Applying Colorado law, the Tenth Circuit found a duty to defend construction defect claims where the faulty workmanship was unintentional. Greystone Const. Inc. v. National Fire & Marine Ins. Co., 661 F.3d 1272 (10th Cir. 2011). A prior post [here] discussed the Tenth Circuit's certified question to the Colorado Supreme Court in this matter, a request that was rejected by the Colorado court.
In two underlying cases, Greystone was sued by the homeowner for damage caused to the foundation by soil expansion. In both cases, the actual construction was performed by subcontractors. Further, in neither case was the damage intended or anticipated. Nevertheless, National Union refused to defend, contending property damage resulting from faulty construction was not an occurrence.
Relying on a Colorado Court of Appeals case, General Security Indemn. Co. of Arizona v. Mountain States Mut. Cas. Co., 205 P.3d 529 (Colo. App. 2009), the district court granted summary judgment to National Union.
On appeal, the Tenth Circuit first considered whether Colorado legislation enacted to overturn General Security could be applied retroactively. The statute, section 13-20-808, provided courts "shall presume that the work of a construction professional that results in property damage, including damage to the work itself or other work, is an accident unless the property damage is intended and expected by the insured." The court concluded the statute had no retroactive effect and did not apply to this appeal. Incidentally, section 13-20-808 was the model for the initial drafts of the Hawaii 2011 legislature's HB 924, which was eventually enacted in a different version as Act 83.
The Tenth Circuit then looked to General Security, which held that because the term "accident" implied fortuity, "a claim for damages arising from poor workmanship, standing alone, does not allege an accident that constitutes a covered occurrence . . . ." General Security, 205 P.3d at 534. Despite the decision by the Colorado Court of Appeal, the Tenth Circuit believed the Colorado Supreme Court would construe the terms "occurrence" to encompass unforeseeable damage to nondefective property arising from faulty workmanship.
The Hawaii Intermediate Court of Appeals (ICA) was heavily influenced by General Security in Group Builders, 123 Haw. 142, 231 P.3d 67 (Haw. Ct. App. 2010), wherein the ICA determined construction defects do not arise from an occurrence and are not covered. The ICA was influenced by General Security's breakdown of cases across the country addressing whether construction defects are covered under a CGL policy, and ultimately agreed with what it termed the "majority" position that there was no coverage.

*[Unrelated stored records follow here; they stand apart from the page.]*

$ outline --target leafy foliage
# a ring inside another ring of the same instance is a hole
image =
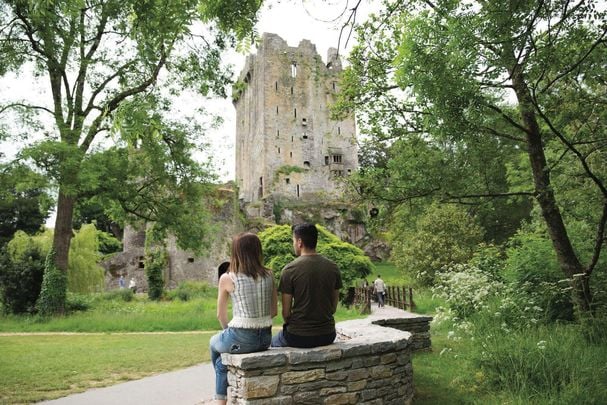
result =
[[[104,270],[100,260],[98,231],[95,225],[83,225],[70,246],[67,271],[68,290],[76,293],[99,292],[104,286]]]
[[[42,286],[44,256],[36,246],[28,246],[17,256],[0,251],[0,294],[6,312],[34,312]]]
[[[391,230],[392,261],[420,285],[433,285],[436,273],[450,263],[466,263],[482,240],[475,219],[456,205],[433,204],[413,228],[395,218]]]
[[[474,206],[498,243],[533,198],[589,310],[607,229],[606,25],[596,2],[387,1],[358,30],[335,111],[355,109],[378,150],[355,189],[388,208]],[[592,230],[585,247],[571,219]]]
[[[348,287],[373,271],[373,264],[356,246],[342,242],[323,226],[316,225],[316,228],[316,251],[337,264],[344,285],[342,294],[345,294]],[[258,235],[264,252],[264,264],[272,269],[276,280],[280,279],[282,269],[295,259],[292,235],[289,225],[272,226]]]
[[[55,265],[54,255],[55,251],[52,249],[46,255],[42,288],[36,303],[38,312],[43,316],[65,311],[67,275]]]
[[[48,217],[48,180],[23,164],[0,165],[0,246],[17,231],[35,233]]]

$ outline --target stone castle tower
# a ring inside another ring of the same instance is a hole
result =
[[[308,40],[290,47],[267,33],[247,57],[233,93],[236,182],[245,203],[330,199],[358,167],[354,116],[330,119],[342,67],[335,49],[327,59]]]

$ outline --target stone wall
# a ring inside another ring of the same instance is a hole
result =
[[[332,345],[223,354],[231,404],[410,404],[412,335],[370,318],[341,322]]]

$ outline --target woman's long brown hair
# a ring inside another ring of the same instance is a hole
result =
[[[230,271],[257,279],[267,276],[269,270],[263,266],[261,241],[254,233],[245,232],[232,239],[232,257]]]

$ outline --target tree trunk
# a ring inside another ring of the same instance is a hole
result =
[[[64,273],[67,273],[70,242],[72,241],[72,219],[75,201],[75,197],[67,195],[63,187],[59,188],[53,249],[55,250],[55,265]]]
[[[587,311],[590,309],[591,302],[588,280],[583,276],[584,268],[573,250],[561,211],[556,203],[556,197],[550,184],[550,168],[546,162],[542,135],[537,122],[531,92],[524,80],[520,65],[515,65],[512,70],[512,83],[523,124],[527,129],[527,153],[533,173],[535,198],[539,203],[542,216],[548,227],[548,234],[552,240],[559,266],[572,282],[575,299],[579,308]],[[577,276],[574,277],[574,275]]]

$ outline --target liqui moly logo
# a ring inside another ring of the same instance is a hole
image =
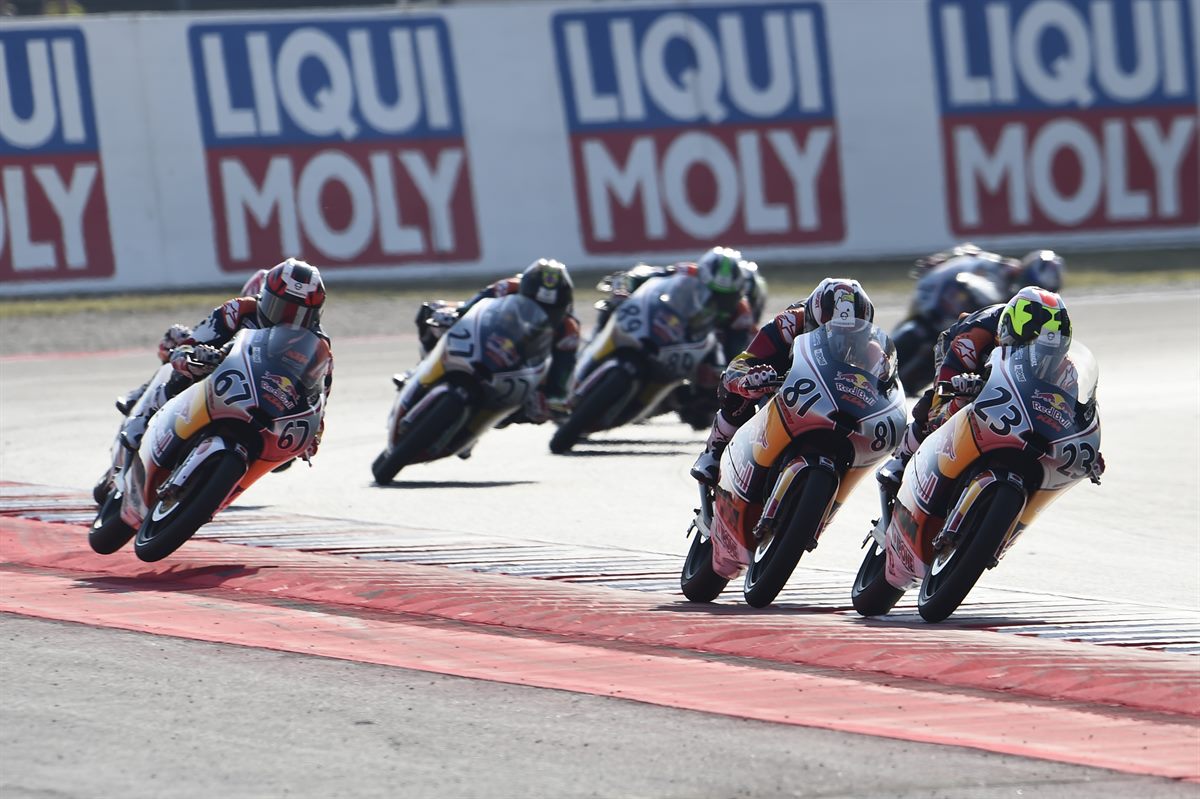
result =
[[[193,25],[221,268],[479,256],[438,18]]]
[[[820,6],[570,12],[553,30],[589,252],[842,238]]]
[[[0,30],[0,283],[112,274],[83,34]]]
[[[1200,222],[1187,0],[932,0],[950,227]]]

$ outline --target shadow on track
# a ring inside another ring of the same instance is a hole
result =
[[[506,486],[532,486],[535,480],[392,480],[389,483],[371,483],[377,488],[504,488]]]

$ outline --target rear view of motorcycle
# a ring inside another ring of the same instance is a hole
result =
[[[917,286],[904,320],[892,332],[900,380],[908,396],[922,394],[934,382],[934,344],[941,331],[971,313],[1008,301],[1003,277],[1010,264],[990,253],[962,254],[913,271]]]
[[[413,463],[469,452],[517,413],[550,370],[546,312],[520,294],[480,300],[454,323],[397,392],[388,445],[371,464],[380,485]]]
[[[211,374],[151,416],[137,451],[118,437],[97,486],[107,495],[91,548],[109,554],[132,537],[138,558],[161,560],[264,474],[301,456],[320,429],[329,366],[329,344],[307,329],[240,331]]]
[[[1062,349],[997,347],[974,402],[920,444],[895,497],[881,492],[851,591],[860,614],[888,613],[919,584],[922,618],[946,619],[1051,501],[1099,482],[1096,360],[1078,341]]]
[[[904,431],[895,349],[869,322],[796,338],[779,391],[733,435],[715,488],[701,487],[684,595],[710,602],[745,570],[743,594],[770,605],[800,557]]]
[[[686,274],[653,277],[613,313],[580,354],[570,413],[550,441],[569,452],[588,433],[653,414],[718,347],[709,290]]]

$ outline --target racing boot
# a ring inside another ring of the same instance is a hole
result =
[[[691,476],[694,480],[707,486],[715,486],[721,470],[721,452],[733,438],[737,427],[725,417],[725,411],[718,411],[713,419],[713,427],[708,431],[708,440],[704,441],[704,451],[700,453],[696,462],[691,464]]]
[[[912,458],[912,453],[917,451],[920,445],[920,438],[917,433],[917,422],[908,425],[905,428],[904,437],[900,439],[900,445],[896,451],[892,453],[892,457],[883,462],[875,471],[875,479],[880,482],[880,488],[887,494],[889,499],[894,499],[900,492],[900,482],[904,480],[904,470],[908,465],[908,461]]]
[[[116,409],[119,411],[121,411],[122,416],[128,416],[130,415],[130,411],[133,410],[133,405],[136,405],[138,403],[138,400],[142,398],[142,395],[146,392],[146,388],[149,385],[150,385],[150,382],[146,380],[145,383],[143,383],[138,388],[136,388],[132,391],[130,391],[128,394],[126,394],[124,397],[118,397],[116,398],[116,402],[115,402]]]
[[[121,446],[131,452],[137,452],[138,447],[142,446],[142,437],[146,434],[146,425],[149,422],[150,414],[143,413],[137,416],[130,416],[130,420],[121,428]]]

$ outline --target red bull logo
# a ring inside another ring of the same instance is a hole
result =
[[[871,385],[870,378],[862,372],[838,372],[833,380],[838,391],[848,396],[851,402],[860,408],[874,405],[875,401],[878,400],[878,394]]]
[[[508,336],[491,336],[485,347],[487,360],[492,361],[497,368],[510,368],[521,360],[517,346]]]
[[[1062,429],[1070,425],[1072,405],[1070,400],[1052,391],[1034,391],[1030,395],[1030,404],[1045,421]]]
[[[296,389],[295,380],[287,376],[268,372],[258,382],[258,388],[266,397],[287,410],[292,410],[300,402],[300,391]]]

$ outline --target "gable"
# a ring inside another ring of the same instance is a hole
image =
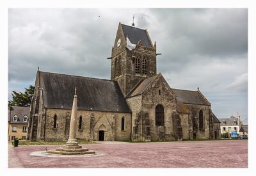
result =
[[[172,89],[177,100],[183,103],[209,105],[201,94],[197,91]]]
[[[133,88],[131,91],[128,93],[126,97],[133,97],[138,95],[141,95],[147,88],[155,80],[155,79],[157,77],[158,75],[150,77],[147,78],[141,82],[138,83],[137,85]]]
[[[45,108],[71,109],[76,87],[79,109],[130,113],[116,81],[40,72],[40,83]]]

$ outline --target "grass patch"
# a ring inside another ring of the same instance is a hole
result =
[[[99,143],[94,141],[77,141],[79,144],[97,144]],[[67,141],[19,141],[19,145],[64,145],[66,144]],[[14,142],[12,142],[12,145],[14,146]]]

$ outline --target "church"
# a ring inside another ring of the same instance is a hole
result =
[[[119,22],[111,79],[38,70],[28,140],[68,139],[75,88],[76,138],[86,141],[180,141],[220,138],[211,104],[196,90],[174,89],[157,72],[147,29]]]

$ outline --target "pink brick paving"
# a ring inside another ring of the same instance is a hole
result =
[[[104,156],[31,156],[45,146],[9,146],[9,168],[248,168],[248,141],[83,145]],[[60,145],[47,146],[52,149]],[[19,164],[17,163],[19,162]]]

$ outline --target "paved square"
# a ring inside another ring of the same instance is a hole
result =
[[[162,143],[106,142],[82,145],[104,156],[48,157],[29,156],[60,145],[9,144],[9,168],[248,168],[248,141]]]

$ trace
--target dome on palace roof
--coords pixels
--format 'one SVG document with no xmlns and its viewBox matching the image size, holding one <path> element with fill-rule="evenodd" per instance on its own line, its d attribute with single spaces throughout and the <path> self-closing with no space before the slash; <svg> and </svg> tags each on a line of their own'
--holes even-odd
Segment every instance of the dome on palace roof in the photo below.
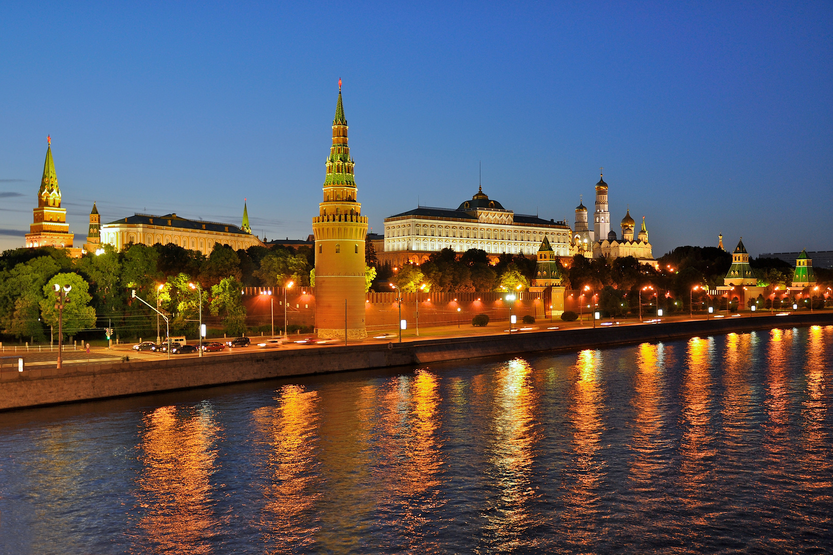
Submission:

The Tenth Circuit, however, disagreed with General Security's breakdown. Most federal circuit and state supreme court cases lined up in favor of finding an occurrence where damage arises from faulty workmanship. The court noted the recent trend interpreted the term "occurrence" to encompass unanticipated damage to non-defective property resulting from poor workmanship. These cases generally held that damage caused by faulty workmanship was neither expected nor intended from the standpoint of the policy holders, and was therefore covered as long as it did not fall under a policy exclusion.
Therefore, injury flowing from improper or faulty workmanship was an occurrence so long as the resulting damage was to non-defective property, and was caused without expectation or foresight. CGL policies were intended to cover unforeseeable damages, a category that encompassed faulty workmanship leading to physical damage of non-defective property. The damage suffered by the homeowners here may have resulted from an unforeseen occurrence: the damage caused by the faulty workmanship that failed to account for exposure to expansive soils.
Finally, the court considered the meaning of the "your work" exclusion and the subcontractor exception. It was the initial broad grant of coverage, not the exception to the exclusion, that ultimately created (or did not create) coverage. Exclusions were then considered to determine whether coverage was negated. Given this structure of CGL policies, the "your work" exclusion and the subcontractor exception were illusory if damages to the contractor's non-defective work product was not covered in the first place.
Consequently, damage arising from poor workmanship could fall under a CGL policy's initial grant of coverage, even though recovery may still be precluded by a business-risk exclusion or other provision.
Thanks to my Damon Key colleague, Anna Oshiro, for flagging this case.